According to the report, transactions for the office and retail segments in the first nine months of 2021 fell by 3.2% and 0.9% respectively year-on-year, where Kuala Lumpur was the biggest loser. . It saw the number of office transactions fall by 5.4% and retail by 0.4%.

“As the largest contributor to the national supply of purpose-built office space, the Klang Valley has seen its supply exceed 150 million square feet of total existing office space, with the completion of several new buildings. This has heightened the level of concern about the sustainability of such market capacity when [placed alongside] a pace of demand that has slowly declined over the years,” notes Sulaiman.

In 1H2021, the office occupancy rate in the Klang Valley was 72.1% after a further decline of 75.4% in 1H2020. He pointed out that at this rental level, the Klang Valley office market has a vacancy of 41.9 million square feet.

The next major purpose-built offices in the Klang Valley include Merdeka 118 (leasable area: 1.65 million square feet), The MET Corporate Tower (leasable area: 628,000 square feet), Kompleks Dayabumi Phase 3 (leasable area: 628,000 square feet) : 1.5 million square feet), Cititower (leasable area: 1.72 million square feet) and Pavilion Embassy Corporate Towers (leasable area: 720,000 square feet).

“Factors contributing to the difficult situation faced by office building owners include new work practices that focus more on remote working for social distancing purposes and remain relevant to the trend current demand from new and existing tenants in the face of a highly competitive supply market,” says Sulaiman.

He believes the market will take time to reach a new equilibrium, as demand still struggles to cope with uncertain economic conditions, while new supply maintains its pace to enter the market.

Additionally, the traditional purpose-built office segment also faces the challenge of the rise of coworking spaces.

New coworking spaces have multiplied in recent years. In November 2021, for example, Swiss-based International Workplace Group plc announced two new luxury flexible workspaces in Kuala Lumpur – Spaces Exchange 106 and Regus Bukit Bintang City Center (BBCC).

Located on the 23rd floor of The Exchange 106 at Tun Razak Exchange, Space Exchange 106 offers 38,309 square feet of workplace solutions with 360-degree panoramic views of the city skyline. Meanwhile, Regus Bukit Bintang City Center is located in The Stride at BBCC and will officially launch on 1Q2022.

Similar difficult sentiment and conditions were also seen for the retail sector, which had been heavily impacted by the pandemic due to significant loss of foot traffic due to strict local MCOs and international border controls. The national occupancy rate decreased by 2% year-on-year to stand at 76.6% in 1H2021. Of the existing retail complex space in the Klang Valley, 14.7 million square feet out of a total of 73.6 million square feet was vacant.

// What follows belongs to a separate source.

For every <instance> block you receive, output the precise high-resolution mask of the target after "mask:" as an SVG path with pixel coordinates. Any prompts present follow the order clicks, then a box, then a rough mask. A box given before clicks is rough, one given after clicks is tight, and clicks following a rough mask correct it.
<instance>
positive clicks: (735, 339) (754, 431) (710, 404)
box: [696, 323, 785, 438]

Asked about the outlook for the retail sector, Sulaiman says there may have been several more closures of retail brand outlets in 2021, but new openings and expansions have also been seen, signaling a resilient market that adapts to a new trading environment.

“While the Covid-19 containment measures in 2021 had been a drag at certain times of the year, 2022 should have a better growth trajectory as high vaccination rates allow the physical movement of visitors. Thus, seasonal sales periods are considered [as having] better prospects. And while e-commerce has established itself as the new way to shop, brick-and-mortar malls and outlets have retained their relevance, as evidenced by the return of footfall during [looser] movement restrictions.

He also believes that at present, industrial properties will continue to attract more attention than others.

“Considered as one of the most stable sectors in a pandemic environment, it is particularly so thanks to the logistics, warehousing and healthcare segments. This is further boosted by the overwhelming demand for e-commerce transactions, which will continue to command attention in the future.

“Given the relative slower pace of incoming supply, especially for managed industrial parks with custom-built arrangements, investment in industrial property will be keenly watched this year,” he concludes.